Während der Drucklegung des zu Beginn des Jahres 1926 abgeschlossenen Manuskripts der Einleitung sowie des Ersten und Zweiten Abschnittes von \"Sein und Zeit\" setzt Heidegger die Ausarbeitung des Dritten Abschnittes \"Zeit und Sein\" fort. Doch Ende Dezember 1926 entschließt er sich zum Abbruch dieser ersten Ausarbeitung, um in der Vorlesung des Sommersemesters 1927 unter dem Titel \"Die Grundprobleme der Phänomenologie\" eine \"Neue Ausarbeitung des 3. Abschnittes des I. Teiles von `Sein und Zeit´\" in Angriff zu nehmen.
Der \"Gesamtbestand der Grundprobleme der Phänomenologie in ihrer Systematik und Begründung\" besteht in der \"Diskussion der Grundfrage nach dem Sinn von Sein überhaupt und der aus ihr entspringenden Probleme\". Die so gekennzeichnete Thematik von \"Zeit und Sein\" wird jedoch im Unterschied zur verworfenen ersten Ausarbeitung nicht auf dem direkten Weg, somit nicht im direkten Anschluß an den Zweiten Abschnitt \"Dasein und Zeitlichkeit\", sondern auf dem \"Umweg\" einer phänomenologischen Erörterung von vier geschichtlichen Thesen über das Sein behandelt (Erster Teil). Die phänomenologisch-kritische Diskussion dieser Thesen führt zu der Einsicht, daß allem zuvor die Grundfrage nach dem Sinn von Sein überhaupt beantwortet sein muß, um die aus den vier geschichtlichen Thesen herausgeschälten vier Grundprobleme in zureichender Weise ausarbeiten zu können.

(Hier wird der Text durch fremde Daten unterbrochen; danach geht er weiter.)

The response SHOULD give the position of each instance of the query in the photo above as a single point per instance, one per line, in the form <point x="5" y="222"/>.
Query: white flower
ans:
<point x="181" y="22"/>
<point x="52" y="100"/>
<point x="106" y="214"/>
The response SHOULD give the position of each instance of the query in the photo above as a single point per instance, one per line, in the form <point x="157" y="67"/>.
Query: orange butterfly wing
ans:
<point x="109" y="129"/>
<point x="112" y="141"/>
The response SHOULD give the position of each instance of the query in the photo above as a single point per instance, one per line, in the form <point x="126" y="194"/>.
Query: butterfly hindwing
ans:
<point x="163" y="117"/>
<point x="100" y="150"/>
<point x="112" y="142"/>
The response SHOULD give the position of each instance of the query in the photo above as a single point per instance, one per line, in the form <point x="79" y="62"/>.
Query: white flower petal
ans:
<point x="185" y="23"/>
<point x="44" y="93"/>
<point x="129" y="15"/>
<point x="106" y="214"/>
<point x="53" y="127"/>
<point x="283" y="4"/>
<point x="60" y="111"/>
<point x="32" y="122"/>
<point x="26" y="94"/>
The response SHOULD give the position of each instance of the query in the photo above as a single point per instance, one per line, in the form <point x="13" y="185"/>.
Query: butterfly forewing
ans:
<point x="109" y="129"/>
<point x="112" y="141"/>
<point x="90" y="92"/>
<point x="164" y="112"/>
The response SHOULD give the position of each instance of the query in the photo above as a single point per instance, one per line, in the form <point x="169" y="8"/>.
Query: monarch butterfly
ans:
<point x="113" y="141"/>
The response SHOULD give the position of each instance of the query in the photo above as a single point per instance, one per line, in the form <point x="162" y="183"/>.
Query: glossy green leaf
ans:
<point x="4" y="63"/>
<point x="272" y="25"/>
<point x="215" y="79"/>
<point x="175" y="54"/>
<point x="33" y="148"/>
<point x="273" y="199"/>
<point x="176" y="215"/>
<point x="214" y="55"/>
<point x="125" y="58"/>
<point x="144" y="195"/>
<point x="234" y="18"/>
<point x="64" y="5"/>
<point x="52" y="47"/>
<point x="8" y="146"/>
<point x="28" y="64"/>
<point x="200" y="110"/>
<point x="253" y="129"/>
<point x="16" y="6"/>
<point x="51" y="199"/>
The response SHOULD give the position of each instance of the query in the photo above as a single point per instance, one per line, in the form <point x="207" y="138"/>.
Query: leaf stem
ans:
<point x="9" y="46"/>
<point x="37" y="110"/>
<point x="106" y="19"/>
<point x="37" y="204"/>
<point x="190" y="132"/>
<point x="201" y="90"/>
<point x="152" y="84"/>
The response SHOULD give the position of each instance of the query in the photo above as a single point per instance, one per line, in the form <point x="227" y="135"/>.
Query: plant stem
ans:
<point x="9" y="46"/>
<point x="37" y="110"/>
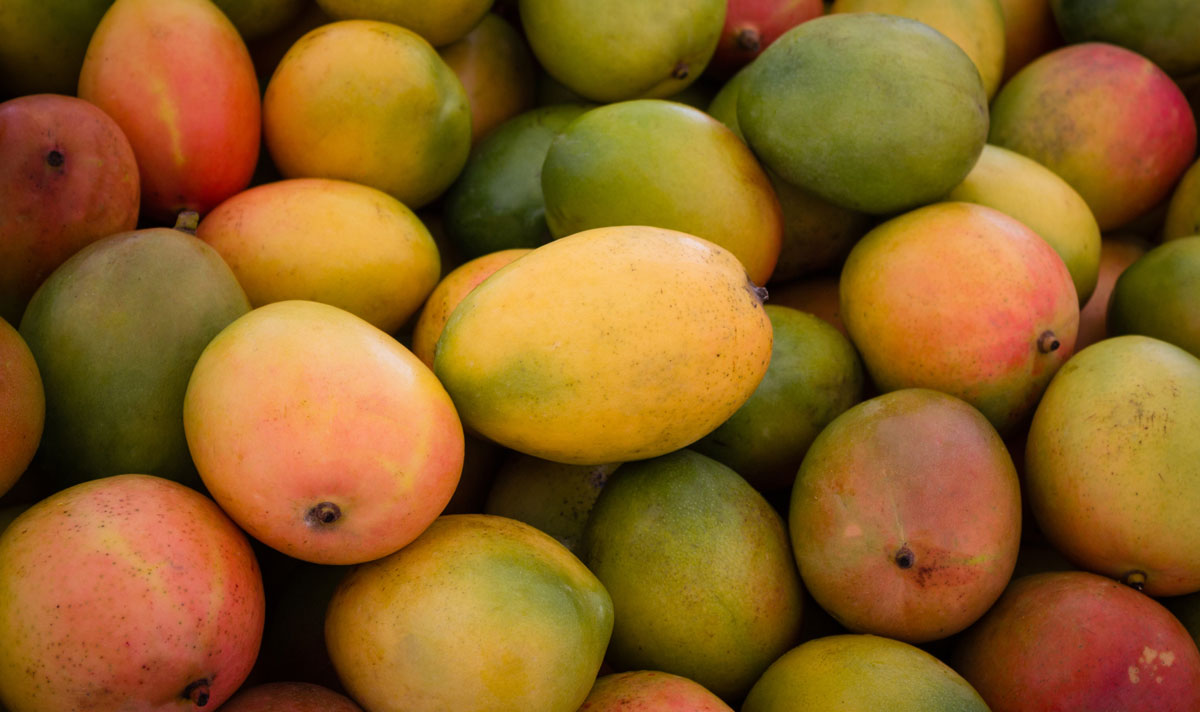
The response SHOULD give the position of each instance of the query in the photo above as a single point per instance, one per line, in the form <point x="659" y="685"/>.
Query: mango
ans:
<point x="69" y="178"/>
<point x="965" y="299"/>
<point x="369" y="102"/>
<point x="288" y="399"/>
<point x="858" y="671"/>
<point x="126" y="592"/>
<point x="1113" y="464"/>
<point x="699" y="567"/>
<point x="873" y="112"/>
<point x="334" y="241"/>
<point x="178" y="79"/>
<point x="625" y="49"/>
<point x="609" y="345"/>
<point x="1073" y="640"/>
<point x="479" y="612"/>
<point x="906" y="516"/>
<point x="1107" y="120"/>
<point x="693" y="175"/>
<point x="115" y="331"/>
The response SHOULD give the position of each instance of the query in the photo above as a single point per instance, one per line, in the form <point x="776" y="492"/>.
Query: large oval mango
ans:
<point x="610" y="345"/>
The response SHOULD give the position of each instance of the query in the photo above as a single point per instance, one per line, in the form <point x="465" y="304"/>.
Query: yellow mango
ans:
<point x="609" y="345"/>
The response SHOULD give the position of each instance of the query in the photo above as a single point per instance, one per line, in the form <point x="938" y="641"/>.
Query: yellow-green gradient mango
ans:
<point x="605" y="346"/>
<point x="479" y="612"/>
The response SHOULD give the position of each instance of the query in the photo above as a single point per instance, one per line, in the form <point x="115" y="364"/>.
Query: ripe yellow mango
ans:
<point x="609" y="345"/>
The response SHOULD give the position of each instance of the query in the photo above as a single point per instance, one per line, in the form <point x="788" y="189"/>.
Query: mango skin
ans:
<point x="700" y="570"/>
<point x="288" y="399"/>
<point x="1072" y="640"/>
<point x="1113" y="464"/>
<point x="606" y="346"/>
<point x="957" y="297"/>
<point x="858" y="671"/>
<point x="178" y="79"/>
<point x="479" y="612"/>
<point x="666" y="165"/>
<point x="912" y="471"/>
<point x="119" y="593"/>
<point x="115" y="331"/>
<point x="1107" y="120"/>
<point x="69" y="178"/>
<point x="325" y="240"/>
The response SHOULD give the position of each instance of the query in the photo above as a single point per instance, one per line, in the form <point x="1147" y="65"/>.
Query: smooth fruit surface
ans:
<point x="862" y="672"/>
<point x="964" y="299"/>
<point x="99" y="609"/>
<point x="369" y="102"/>
<point x="480" y="612"/>
<point x="906" y="516"/>
<point x="1113" y="464"/>
<point x="327" y="240"/>
<point x="178" y="79"/>
<point x="605" y="346"/>
<point x="665" y="165"/>
<point x="289" y="399"/>
<point x="715" y="598"/>
<point x="873" y="112"/>
<point x="69" y="178"/>
<point x="1079" y="641"/>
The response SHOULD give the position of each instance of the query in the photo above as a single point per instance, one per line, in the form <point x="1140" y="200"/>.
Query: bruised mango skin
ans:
<point x="609" y="345"/>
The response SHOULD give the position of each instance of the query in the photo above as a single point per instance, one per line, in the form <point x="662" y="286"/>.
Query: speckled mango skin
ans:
<point x="955" y="297"/>
<point x="479" y="612"/>
<point x="178" y="79"/>
<point x="606" y="346"/>
<point x="119" y="593"/>
<point x="1072" y="640"/>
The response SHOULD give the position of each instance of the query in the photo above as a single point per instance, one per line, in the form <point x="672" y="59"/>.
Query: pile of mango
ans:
<point x="599" y="354"/>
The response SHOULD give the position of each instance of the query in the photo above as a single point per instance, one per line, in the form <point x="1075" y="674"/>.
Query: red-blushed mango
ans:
<point x="1164" y="31"/>
<point x="665" y="165"/>
<point x="479" y="612"/>
<point x="22" y="406"/>
<point x="497" y="70"/>
<point x="1107" y="120"/>
<point x="1113" y="462"/>
<point x="813" y="109"/>
<point x="557" y="498"/>
<point x="289" y="696"/>
<point x="129" y="592"/>
<point x="975" y="25"/>
<point x="370" y="102"/>
<point x="1182" y="216"/>
<point x="960" y="298"/>
<point x="1072" y="640"/>
<point x="814" y="376"/>
<point x="906" y="516"/>
<point x="449" y="292"/>
<point x="178" y="79"/>
<point x="1030" y="31"/>
<point x="67" y="179"/>
<point x="439" y="23"/>
<point x="42" y="43"/>
<point x="605" y="346"/>
<point x="334" y="241"/>
<point x="115" y="331"/>
<point x="1029" y="191"/>
<point x="1158" y="294"/>
<point x="624" y="49"/>
<point x="1117" y="252"/>
<point x="287" y="400"/>
<point x="651" y="690"/>
<point x="856" y="671"/>
<point x="751" y="25"/>
<point x="697" y="563"/>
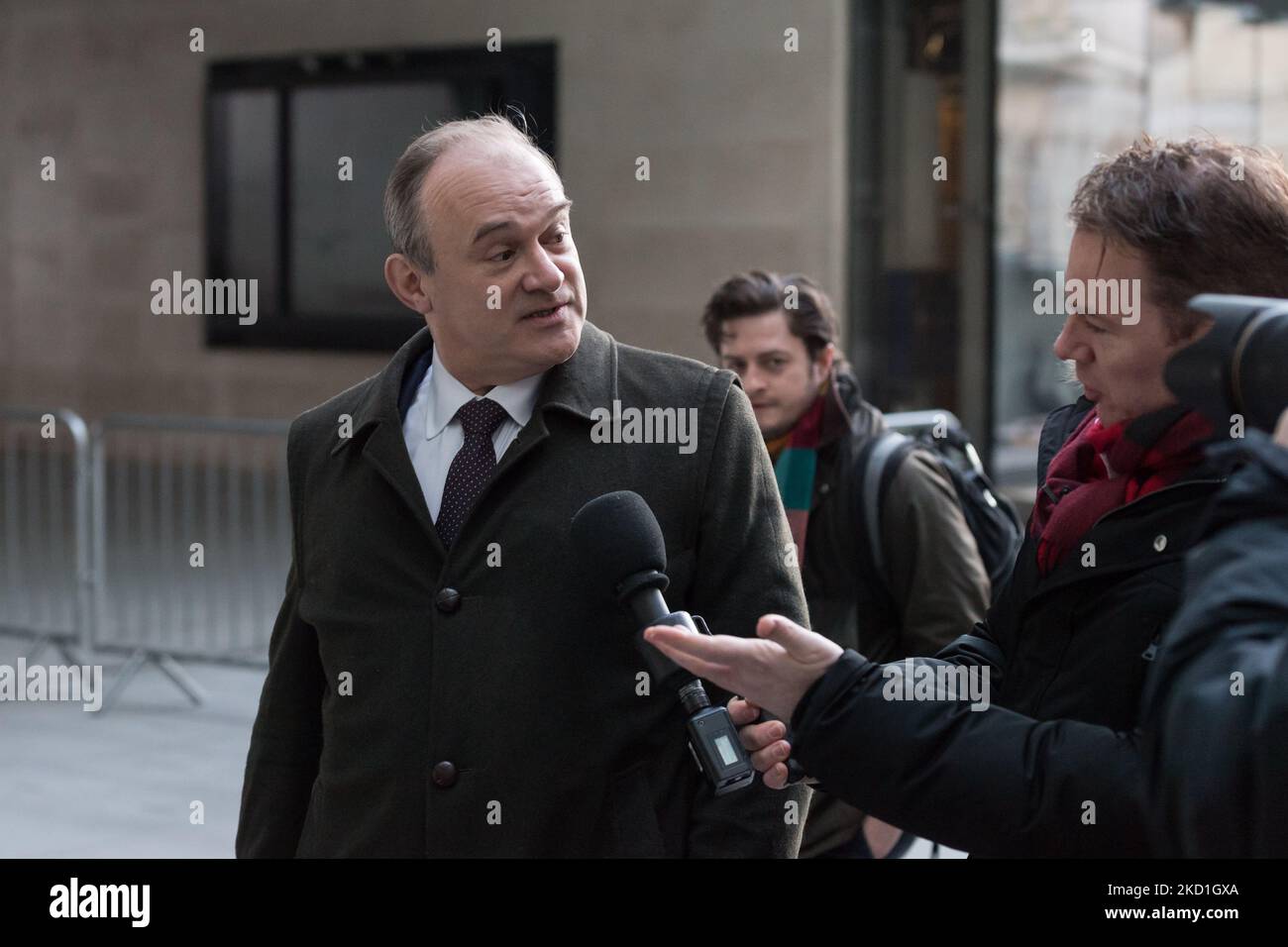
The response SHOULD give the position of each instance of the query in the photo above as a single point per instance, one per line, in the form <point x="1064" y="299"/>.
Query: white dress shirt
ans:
<point x="434" y="434"/>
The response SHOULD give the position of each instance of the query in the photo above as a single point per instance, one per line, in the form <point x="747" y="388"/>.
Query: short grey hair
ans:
<point x="403" y="218"/>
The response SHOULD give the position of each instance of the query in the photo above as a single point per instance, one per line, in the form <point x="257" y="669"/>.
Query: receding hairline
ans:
<point x="492" y="144"/>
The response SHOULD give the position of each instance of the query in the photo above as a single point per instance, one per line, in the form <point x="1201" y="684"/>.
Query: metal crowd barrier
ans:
<point x="46" y="579"/>
<point x="162" y="540"/>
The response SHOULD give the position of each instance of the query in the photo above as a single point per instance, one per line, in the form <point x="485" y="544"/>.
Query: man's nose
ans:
<point x="544" y="275"/>
<point x="1068" y="346"/>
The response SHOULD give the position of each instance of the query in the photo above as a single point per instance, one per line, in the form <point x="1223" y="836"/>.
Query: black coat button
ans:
<point x="447" y="600"/>
<point x="445" y="775"/>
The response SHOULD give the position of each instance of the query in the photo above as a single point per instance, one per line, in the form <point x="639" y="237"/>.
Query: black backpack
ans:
<point x="992" y="518"/>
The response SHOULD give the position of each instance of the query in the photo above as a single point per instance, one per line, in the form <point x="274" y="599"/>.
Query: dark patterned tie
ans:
<point x="472" y="467"/>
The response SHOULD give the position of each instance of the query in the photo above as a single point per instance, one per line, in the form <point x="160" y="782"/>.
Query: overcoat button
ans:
<point x="447" y="600"/>
<point x="445" y="775"/>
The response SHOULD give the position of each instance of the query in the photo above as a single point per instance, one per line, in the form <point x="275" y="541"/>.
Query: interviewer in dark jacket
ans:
<point x="1048" y="762"/>
<point x="1216" y="702"/>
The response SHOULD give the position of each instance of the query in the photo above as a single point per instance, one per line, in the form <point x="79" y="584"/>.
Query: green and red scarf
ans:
<point x="795" y="457"/>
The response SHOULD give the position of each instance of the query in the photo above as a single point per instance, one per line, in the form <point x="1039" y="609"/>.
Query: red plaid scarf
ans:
<point x="1142" y="455"/>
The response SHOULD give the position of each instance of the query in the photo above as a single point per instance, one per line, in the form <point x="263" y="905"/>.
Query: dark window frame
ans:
<point x="523" y="77"/>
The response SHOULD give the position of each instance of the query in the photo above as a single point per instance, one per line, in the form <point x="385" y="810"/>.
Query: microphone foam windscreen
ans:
<point x="616" y="535"/>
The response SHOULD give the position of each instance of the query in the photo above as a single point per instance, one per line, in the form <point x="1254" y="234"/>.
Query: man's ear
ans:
<point x="824" y="361"/>
<point x="408" y="283"/>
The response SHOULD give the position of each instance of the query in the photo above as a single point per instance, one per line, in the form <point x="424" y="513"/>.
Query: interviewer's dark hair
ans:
<point x="1205" y="215"/>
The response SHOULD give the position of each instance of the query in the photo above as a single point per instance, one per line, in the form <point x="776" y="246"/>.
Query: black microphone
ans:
<point x="622" y="549"/>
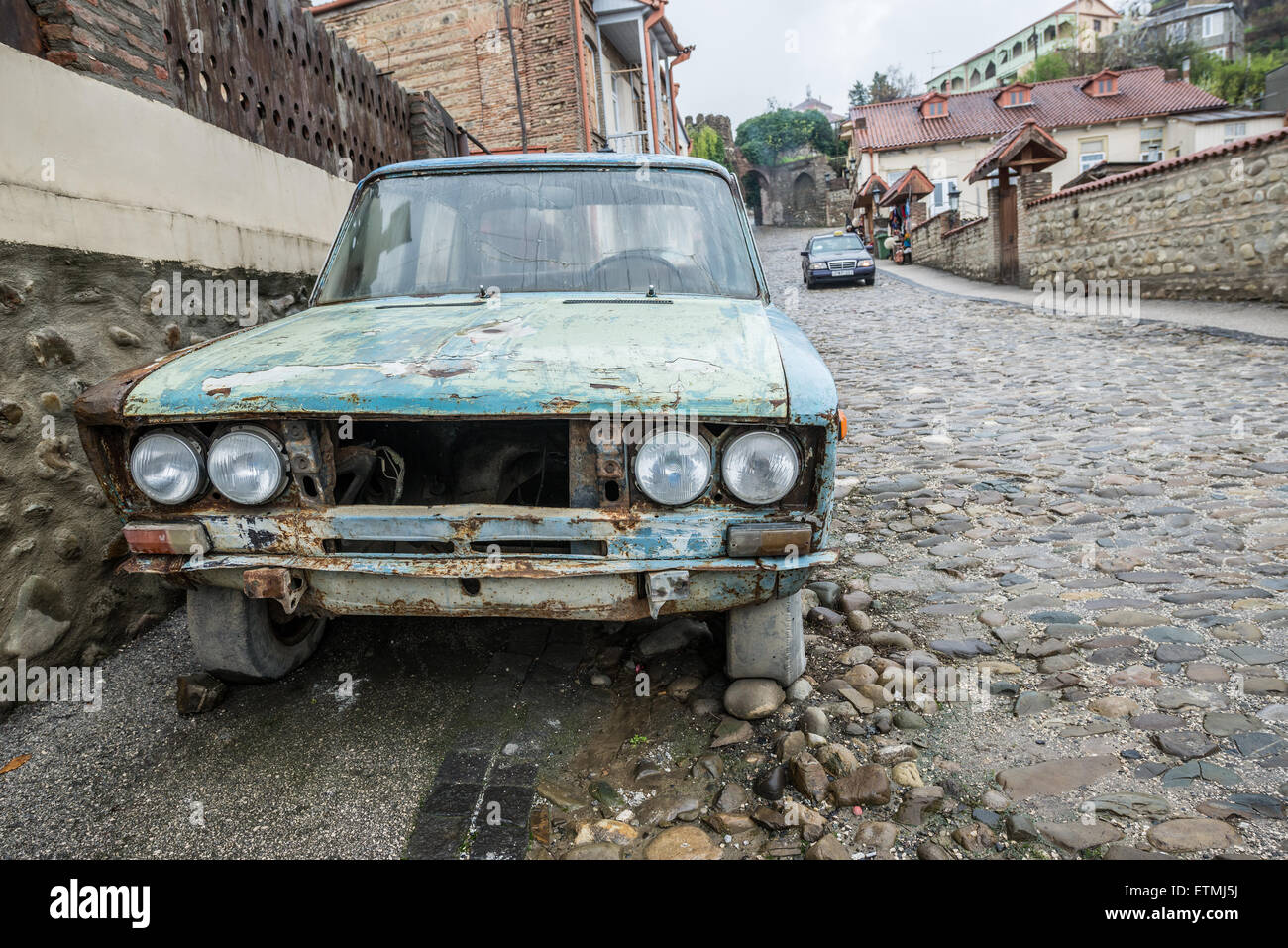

Die systematische Behandlung der Grundfrage und der aus ihr entspringenden vier Grundprobleme ist unter dem Titel \"Die fundamentalontologische Frage nach dem Sinn von Sein überhaupt. Die Grundstrukturen und Grundweisen des Seins\" das Thema des Zweiten Teiles der Vorlesung. Der These Kants, Sein sei kein reales Prädikat, entspricht in der Radikalisierung das erste Grundproblem, die ontologische Differenz. Der auf Aristoteles zurückgehenden These der mittelalterlichen Ontologie, zum Sein eines Seienden gehören das Wassein (essentia) und das Wirklichsein (existentia), korrespondiert, ursprünglicher gefaßt, das zweite Grundproblem, die Grundartikulation des Seins in Was-sein (Werheit des Daseins) und Wie-sein. Die These der neuzeitlichen Ontologie, die Grundweisen des Seins seien das Sein des Geistes (res cogitans) und das Sein der Natur (res extensa), führt, radikaler gedacht, zum dritten Grundproblem, den möglichen Modifikationen des Seins und der Einheit seiner Vielfältigkeit. Aus der These der Logik über das Sein der Kopula wird in ursprünglicherer Erfahrung das vierte Grundproblem, der Wahrheitscharakter des Seins, herausgeschält.
Das erste Kapitel des Zweiten Teiles übernimmt die Ausarbeitung zweier Aufgaben, deren erste die Beantwortung der Fundamentalfrage durch die phänomenologische Entfaltung der Zeit als Horizont für das Verstehen von Sein (Temporalität des Seins) aus der ekstatischen Zeitlichkeit des Daseins ist. Die Auflösung dieser entscheidenden ersten Aufgabe erfolgt in der Weise, wie sie in den §§ 5 und 83 von \"Sein und Zeit\" formal angezeigt wird. Die zweite Aufgabe des ersten Kapitels ist die systematische Behandlung des ersten Grundproblems, der ontologischen Differenz, der Unterscheidung von Sein und Seiendem. Erst wenn gezeigt ist, wie Sein von Seiendem unterschieden ist, kann die Grundartikulation im Sein selbst, die Gliederung in Was- sein und Wie-sein, thematisiert werden, können die Modifikationen des Wie-seins (Existenz, Mitdasein, Zuhandenheit, Vorhandenheit, Leben, Bestand) systematisch erörtert werden und kann schließlich der dem Sein als solchem in seiner Grundartikulation und in seinen möglichen Modifikationen eigene Wahrheitscharakter (die Erschlossenheit als Wahrheit des Seins) unter- sucht werden.
Wer \"Sein und Zeit\" als einen Weg zur Ausarbeitung der Seinsfrage überhaupt als dem Ziel studiert, bleibt auf \"Die Grundprobleme der Phänomenologie\" verwiesen.